Dubuffet characterized art brut as:
"Those works created from solitude and from pure and authentic creative impulses – where the worries of competition, acclaim and social promotion do not interfere – are, because of these very facts, more precious than the productions of professionals. After a certain familiarity with these flourishings of an exalted feverishness, lived so fully and so intensely by their authors, we cannot avoid the feeling that in relation to these works, cultural art in its entirety appears to be the game of a futile society, a fallacious parade." - Jean Dubuffet. Place à l'incivisme (Make way for Incivism). Art and Text no.27 (December 1987 - February 1988). p.36 Dubuffet's writing on art brut was the subject of a noted program at the Art Club of Chicago in the early 1950s.
Dubuffet argued that 'culture', that is mainstream culture, managed to assimilate every new development in art, and by doing so took away whatever power it might have had. The result was to asphyxiate genuine expression.
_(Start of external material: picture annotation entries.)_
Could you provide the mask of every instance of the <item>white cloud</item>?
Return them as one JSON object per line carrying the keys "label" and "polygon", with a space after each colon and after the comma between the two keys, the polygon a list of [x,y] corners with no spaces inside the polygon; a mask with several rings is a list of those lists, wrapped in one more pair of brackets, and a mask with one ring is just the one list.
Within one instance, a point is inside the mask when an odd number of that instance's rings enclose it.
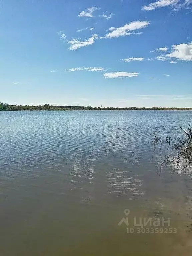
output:
{"label": "white cloud", "polygon": [[61,30],[57,32],[57,34],[61,36],[61,39],[64,40],[66,38],[66,35],[63,33],[63,31]]}
{"label": "white cloud", "polygon": [[192,42],[189,44],[181,44],[173,45],[172,52],[166,55],[167,57],[171,57],[186,61],[192,61]]}
{"label": "white cloud", "polygon": [[114,28],[114,27],[111,27],[109,29],[109,31],[114,31],[114,30],[115,30],[116,29],[115,28]]}
{"label": "white cloud", "polygon": [[165,56],[162,55],[161,56],[157,56],[155,57],[155,58],[159,60],[162,60],[162,61],[165,61],[167,60],[167,58],[165,58]]}
{"label": "white cloud", "polygon": [[127,72],[111,72],[105,73],[103,75],[104,77],[107,78],[116,78],[117,77],[132,77],[137,76],[139,73],[128,73]]}
{"label": "white cloud", "polygon": [[105,37],[102,38],[110,38],[129,35],[131,34],[131,33],[129,31],[143,28],[148,26],[150,24],[150,22],[149,21],[138,21],[130,22],[129,24],[126,24],[122,27],[117,28],[112,27],[110,28],[109,30],[112,31],[112,32],[108,33]]}
{"label": "white cloud", "polygon": [[112,12],[108,16],[107,16],[107,15],[106,15],[105,14],[103,14],[103,15],[101,15],[101,17],[104,18],[105,19],[106,19],[106,20],[108,20],[111,19],[113,15],[115,15],[115,13]]}
{"label": "white cloud", "polygon": [[82,28],[81,29],[78,29],[77,30],[77,32],[82,32],[84,30],[86,30],[87,29],[89,29],[89,30],[91,31],[94,29],[94,28]]}
{"label": "white cloud", "polygon": [[78,71],[79,70],[87,70],[87,71],[93,71],[96,72],[98,71],[104,71],[106,70],[101,67],[92,67],[89,68],[85,68],[84,67],[83,67],[82,68],[69,68],[68,69],[65,69],[64,70],[65,71],[67,71],[68,72],[71,72],[73,71]]}
{"label": "white cloud", "polygon": [[83,16],[89,17],[93,17],[93,16],[92,14],[93,12],[98,9],[98,8],[97,7],[95,7],[88,8],[86,9],[86,11],[82,11],[78,16],[79,17],[83,17]]}
{"label": "white cloud", "polygon": [[69,68],[68,69],[64,69],[64,71],[67,71],[67,72],[71,72],[73,71],[78,71],[78,70],[83,70],[83,68]]}
{"label": "white cloud", "polygon": [[66,38],[66,35],[65,34],[62,34],[61,35],[61,39],[65,39]]}
{"label": "white cloud", "polygon": [[143,11],[151,11],[156,8],[174,5],[177,4],[179,1],[179,0],[160,0],[155,3],[150,4],[147,6],[143,6],[142,9]]}
{"label": "white cloud", "polygon": [[[180,1],[181,2],[181,1]],[[178,3],[175,6],[175,9],[173,10],[177,11],[183,8],[189,9],[189,5],[191,4],[192,2],[192,0],[185,0],[184,2],[182,3]]]}
{"label": "white cloud", "polygon": [[93,44],[95,39],[98,39],[98,36],[96,34],[92,35],[91,37],[88,38],[84,42],[80,41],[76,38],[74,38],[70,41],[67,41],[68,43],[71,45],[69,49],[71,50],[77,50],[80,47],[90,45]]}
{"label": "white cloud", "polygon": [[122,60],[125,62],[130,62],[130,61],[142,61],[144,59],[144,58],[128,58],[124,59]]}
{"label": "white cloud", "polygon": [[99,67],[97,68],[96,67],[93,67],[90,68],[85,68],[84,69],[85,70],[88,70],[88,71],[103,71],[106,70],[103,68]]}
{"label": "white cloud", "polygon": [[160,51],[162,51],[164,52],[166,52],[168,50],[167,47],[162,47],[162,48],[157,48],[157,49],[153,51],[150,51],[151,52],[159,52]]}

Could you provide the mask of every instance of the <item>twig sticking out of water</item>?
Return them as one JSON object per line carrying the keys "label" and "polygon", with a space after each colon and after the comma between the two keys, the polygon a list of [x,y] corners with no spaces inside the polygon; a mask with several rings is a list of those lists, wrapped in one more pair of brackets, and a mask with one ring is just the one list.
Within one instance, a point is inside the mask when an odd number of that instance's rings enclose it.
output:
{"label": "twig sticking out of water", "polygon": [[[187,167],[187,163],[188,164],[189,166],[192,165],[192,130],[190,124],[189,126],[189,127],[187,131],[184,130],[181,126],[179,126],[179,128],[184,132],[185,135],[185,138],[184,139],[181,139],[177,134],[176,135],[176,137],[173,136],[173,139],[170,136],[167,136],[165,138],[165,141],[166,143],[169,144],[168,148],[169,147],[170,142],[172,141],[173,143],[173,149],[175,149],[178,151],[175,162],[177,164],[178,169],[181,167],[180,163],[181,161],[181,157],[186,160],[186,168]],[[164,139],[163,137],[158,136],[155,128],[154,128],[152,134],[150,135],[152,136],[152,138],[151,139],[152,144],[154,145],[154,148],[155,146],[158,142],[159,142],[160,144],[163,144]],[[172,163],[174,163],[174,160],[171,155],[169,155],[168,154],[166,154],[165,156],[165,159],[163,158],[161,147],[160,147],[160,153],[161,158],[164,162],[166,163],[166,164],[169,162]],[[170,159],[171,160],[170,160]]]}

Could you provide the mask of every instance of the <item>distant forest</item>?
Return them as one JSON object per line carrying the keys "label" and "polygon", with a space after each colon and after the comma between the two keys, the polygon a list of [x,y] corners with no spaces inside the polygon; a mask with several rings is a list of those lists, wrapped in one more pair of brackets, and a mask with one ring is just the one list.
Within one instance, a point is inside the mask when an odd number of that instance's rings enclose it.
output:
{"label": "distant forest", "polygon": [[109,107],[94,108],[90,106],[87,107],[77,106],[52,106],[49,104],[38,106],[12,105],[0,103],[1,110],[192,110],[192,108],[129,108]]}

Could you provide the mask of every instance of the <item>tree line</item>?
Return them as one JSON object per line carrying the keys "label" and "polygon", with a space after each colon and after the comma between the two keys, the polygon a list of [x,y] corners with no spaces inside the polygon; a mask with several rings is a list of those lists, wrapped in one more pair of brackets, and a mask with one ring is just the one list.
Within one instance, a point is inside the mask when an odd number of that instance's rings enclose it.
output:
{"label": "tree line", "polygon": [[0,102],[1,110],[192,110],[192,108],[165,108],[156,107],[137,108],[131,107],[128,108],[110,107],[101,108],[100,107],[92,107],[90,106],[53,106],[46,104],[43,105],[33,106],[33,105],[9,105]]}

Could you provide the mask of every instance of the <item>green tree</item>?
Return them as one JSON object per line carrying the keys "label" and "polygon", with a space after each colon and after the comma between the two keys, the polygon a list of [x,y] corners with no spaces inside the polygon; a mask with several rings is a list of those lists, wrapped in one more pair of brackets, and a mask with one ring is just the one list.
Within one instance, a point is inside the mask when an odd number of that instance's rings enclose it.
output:
{"label": "green tree", "polygon": [[7,106],[5,104],[4,104],[3,102],[0,102],[0,110],[7,110]]}
{"label": "green tree", "polygon": [[88,106],[87,107],[87,109],[88,110],[92,110],[93,108],[90,106]]}

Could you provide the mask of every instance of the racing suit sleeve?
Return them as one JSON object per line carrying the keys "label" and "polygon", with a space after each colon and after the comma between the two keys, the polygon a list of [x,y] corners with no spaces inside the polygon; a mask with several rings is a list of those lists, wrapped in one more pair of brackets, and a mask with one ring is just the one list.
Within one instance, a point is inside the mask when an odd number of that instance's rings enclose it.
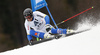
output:
{"label": "racing suit sleeve", "polygon": [[44,38],[45,33],[34,31],[34,29],[30,28],[30,26],[27,24],[27,22],[25,23],[25,29],[26,29],[26,32],[27,32],[28,40],[31,40],[32,36],[42,38],[42,39]]}

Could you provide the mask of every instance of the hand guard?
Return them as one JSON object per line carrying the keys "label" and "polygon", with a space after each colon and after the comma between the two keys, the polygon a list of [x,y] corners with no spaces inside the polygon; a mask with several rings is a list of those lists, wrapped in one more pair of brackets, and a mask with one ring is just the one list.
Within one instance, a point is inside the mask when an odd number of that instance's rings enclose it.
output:
{"label": "hand guard", "polygon": [[54,37],[54,35],[51,35],[49,33],[44,34],[44,39],[51,38],[51,37]]}

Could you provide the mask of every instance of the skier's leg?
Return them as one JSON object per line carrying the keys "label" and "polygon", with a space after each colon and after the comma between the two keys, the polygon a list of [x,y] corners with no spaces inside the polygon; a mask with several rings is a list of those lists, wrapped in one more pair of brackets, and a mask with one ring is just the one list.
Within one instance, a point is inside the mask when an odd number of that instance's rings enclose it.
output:
{"label": "skier's leg", "polygon": [[54,29],[54,28],[52,28],[51,29],[51,33],[52,34],[67,34],[67,29]]}
{"label": "skier's leg", "polygon": [[27,39],[29,41],[29,45],[32,45],[32,42],[33,42],[33,38],[31,35],[27,35]]}

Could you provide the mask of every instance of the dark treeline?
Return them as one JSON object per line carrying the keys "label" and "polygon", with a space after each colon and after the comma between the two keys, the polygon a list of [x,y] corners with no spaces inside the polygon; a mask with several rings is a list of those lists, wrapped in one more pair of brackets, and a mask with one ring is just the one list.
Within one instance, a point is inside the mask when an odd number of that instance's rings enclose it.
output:
{"label": "dark treeline", "polygon": [[[81,16],[59,25],[60,28],[74,28],[82,16],[93,15],[96,22],[100,10],[99,0],[46,0],[48,7],[56,21],[59,23],[92,6],[95,9],[85,12]],[[23,11],[31,8],[30,0],[0,0],[0,52],[27,45],[24,28]],[[40,11],[48,14],[45,8]],[[94,15],[95,14],[95,15]],[[51,21],[53,25],[53,22]]]}

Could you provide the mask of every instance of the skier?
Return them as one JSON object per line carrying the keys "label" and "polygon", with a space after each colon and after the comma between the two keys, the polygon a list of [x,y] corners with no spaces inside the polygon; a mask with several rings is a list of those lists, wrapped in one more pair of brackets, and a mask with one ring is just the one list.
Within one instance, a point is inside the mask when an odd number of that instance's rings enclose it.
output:
{"label": "skier", "polygon": [[23,12],[25,20],[25,29],[27,32],[27,38],[29,40],[29,45],[32,45],[33,38],[50,38],[54,37],[52,34],[67,34],[72,30],[69,29],[55,29],[52,25],[50,25],[49,16],[40,12],[40,11],[32,11],[30,8],[26,8]]}

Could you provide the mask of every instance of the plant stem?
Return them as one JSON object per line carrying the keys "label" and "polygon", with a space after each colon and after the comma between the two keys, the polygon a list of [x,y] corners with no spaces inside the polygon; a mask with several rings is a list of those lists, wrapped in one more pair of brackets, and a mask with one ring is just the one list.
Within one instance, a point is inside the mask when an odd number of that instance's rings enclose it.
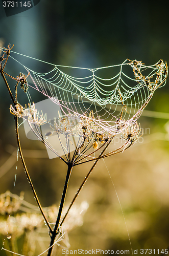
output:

Art brut was his solution to this problem – only art brut was immune to the influences of culture, immune to being absorbed and assimilated, because the artists themselves were not willing or able to be assimilated

In deference to the origins of art brut, let's take a look at a few works from that initially discussed monumental collection created by Adolf Wolfli (images from Katy Elliot):



















MUSIC


Part of hipster culture is latching onto things one largely deems ironic.  This is why we see hipsters wearing clothes that are largely outside mainstream fashion, while also appearing largely sloppy, drinking PBR or Schlitz in an ironic revolt against both the rise of more expensive craft beers, and the commercialism of Miller and Budweiser, or riding single speed bikes.  Mostly their dedication to irony and their disheveled nature make them laughably annoying to me.  I'm really just a t-shirt and jeans kind of guy, and I prefer my craft beer.  So when a friend of mine introduced me to the band Art Brut, I was more than confident I would hate them.  They are, almost by their very definition, a hipster band.  Born out of hipster-punk culture, they even name their songs ironically after old pop songs, such as "Pump Up the Volume," "I Will Survive," and "Blame it on the Trains."
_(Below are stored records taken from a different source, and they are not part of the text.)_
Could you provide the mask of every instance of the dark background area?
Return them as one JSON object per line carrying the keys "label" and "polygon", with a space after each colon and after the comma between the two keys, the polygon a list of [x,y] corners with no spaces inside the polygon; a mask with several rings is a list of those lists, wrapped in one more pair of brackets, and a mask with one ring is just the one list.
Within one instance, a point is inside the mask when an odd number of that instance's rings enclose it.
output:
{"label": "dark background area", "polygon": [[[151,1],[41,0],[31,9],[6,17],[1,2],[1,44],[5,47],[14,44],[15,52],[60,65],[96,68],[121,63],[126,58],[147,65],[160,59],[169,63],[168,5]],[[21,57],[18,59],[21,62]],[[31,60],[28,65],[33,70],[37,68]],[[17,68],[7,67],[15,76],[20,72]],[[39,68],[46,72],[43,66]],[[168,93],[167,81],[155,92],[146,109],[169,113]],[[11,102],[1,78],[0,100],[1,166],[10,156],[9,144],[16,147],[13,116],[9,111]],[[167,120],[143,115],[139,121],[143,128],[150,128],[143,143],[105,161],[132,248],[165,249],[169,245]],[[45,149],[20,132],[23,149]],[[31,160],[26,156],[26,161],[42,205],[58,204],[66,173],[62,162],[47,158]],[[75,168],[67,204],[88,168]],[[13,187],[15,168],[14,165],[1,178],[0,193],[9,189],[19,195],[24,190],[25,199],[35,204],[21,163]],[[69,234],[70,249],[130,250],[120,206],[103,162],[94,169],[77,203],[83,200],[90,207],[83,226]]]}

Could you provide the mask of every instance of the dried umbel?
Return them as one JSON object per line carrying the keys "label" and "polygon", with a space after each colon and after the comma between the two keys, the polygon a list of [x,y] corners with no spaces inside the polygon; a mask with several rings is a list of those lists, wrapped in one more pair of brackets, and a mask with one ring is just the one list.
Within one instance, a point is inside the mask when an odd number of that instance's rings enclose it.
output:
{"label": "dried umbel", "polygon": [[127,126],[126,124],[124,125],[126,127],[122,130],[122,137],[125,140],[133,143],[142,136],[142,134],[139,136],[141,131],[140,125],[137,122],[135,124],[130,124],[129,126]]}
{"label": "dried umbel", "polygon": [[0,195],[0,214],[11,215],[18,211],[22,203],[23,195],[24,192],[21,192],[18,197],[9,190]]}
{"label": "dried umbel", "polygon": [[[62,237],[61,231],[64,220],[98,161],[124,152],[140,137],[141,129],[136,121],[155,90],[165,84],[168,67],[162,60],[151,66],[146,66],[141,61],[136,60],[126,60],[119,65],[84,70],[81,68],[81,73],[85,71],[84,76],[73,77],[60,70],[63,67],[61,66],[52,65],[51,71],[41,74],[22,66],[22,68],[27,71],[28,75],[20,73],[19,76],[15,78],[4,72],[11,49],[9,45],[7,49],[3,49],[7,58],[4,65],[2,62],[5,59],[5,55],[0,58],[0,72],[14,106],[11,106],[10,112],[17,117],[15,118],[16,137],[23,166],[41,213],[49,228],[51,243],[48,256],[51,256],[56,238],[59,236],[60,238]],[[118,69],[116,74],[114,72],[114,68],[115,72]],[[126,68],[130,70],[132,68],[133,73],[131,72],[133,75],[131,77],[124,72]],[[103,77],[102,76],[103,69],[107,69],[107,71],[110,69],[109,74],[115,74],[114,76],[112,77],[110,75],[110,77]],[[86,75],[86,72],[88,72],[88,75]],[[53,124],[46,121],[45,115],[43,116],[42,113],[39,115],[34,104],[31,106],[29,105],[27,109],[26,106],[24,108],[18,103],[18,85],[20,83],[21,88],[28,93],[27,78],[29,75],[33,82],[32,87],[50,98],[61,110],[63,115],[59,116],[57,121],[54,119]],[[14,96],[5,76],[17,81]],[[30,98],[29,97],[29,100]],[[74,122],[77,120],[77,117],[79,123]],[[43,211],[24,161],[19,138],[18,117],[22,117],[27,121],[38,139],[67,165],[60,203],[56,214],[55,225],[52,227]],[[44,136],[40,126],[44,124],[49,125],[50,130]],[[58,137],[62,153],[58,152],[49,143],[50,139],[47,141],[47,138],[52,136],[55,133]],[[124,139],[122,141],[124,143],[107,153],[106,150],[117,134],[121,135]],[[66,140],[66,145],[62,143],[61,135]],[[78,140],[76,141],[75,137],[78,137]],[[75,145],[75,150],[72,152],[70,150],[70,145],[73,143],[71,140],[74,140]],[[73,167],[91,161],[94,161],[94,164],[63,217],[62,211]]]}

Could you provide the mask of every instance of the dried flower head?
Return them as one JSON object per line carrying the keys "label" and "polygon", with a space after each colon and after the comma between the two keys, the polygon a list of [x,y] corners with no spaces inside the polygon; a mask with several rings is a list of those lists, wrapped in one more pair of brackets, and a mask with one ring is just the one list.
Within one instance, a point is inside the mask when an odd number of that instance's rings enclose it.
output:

But then I listened, and like John Cusack and Jack Black in High Fidelity realizing the demo tape from the skate punks who tried to rob their store (the Kinky Wizards) is amazing, I could do nothing but sit with a blank stare on my face as I absorbed how good Art Brut really is.  I hate myself for loving you, Art Brut.  And now, that you may begin your own self-loathing journey into the odyssey that is this band, I give you "I Will Survive" and "Emily Kane."





POP CULTURE


Art brut, as a term, is one that I had not been taught in my art classes during my education, but even with a limited knowledge of art history, it is easy to see how its concepts have driven the art world in general away from one of rules and structure, and toward one of the far more free form and sometimes deconstructive types of art we are familiar with calling modern and postmodern art today.  As artists fought to break free from the rules of realism in art, the concept of raw art has been a driving factor in creation over the years, from Cubism to Dada, Constructivism to Futurism.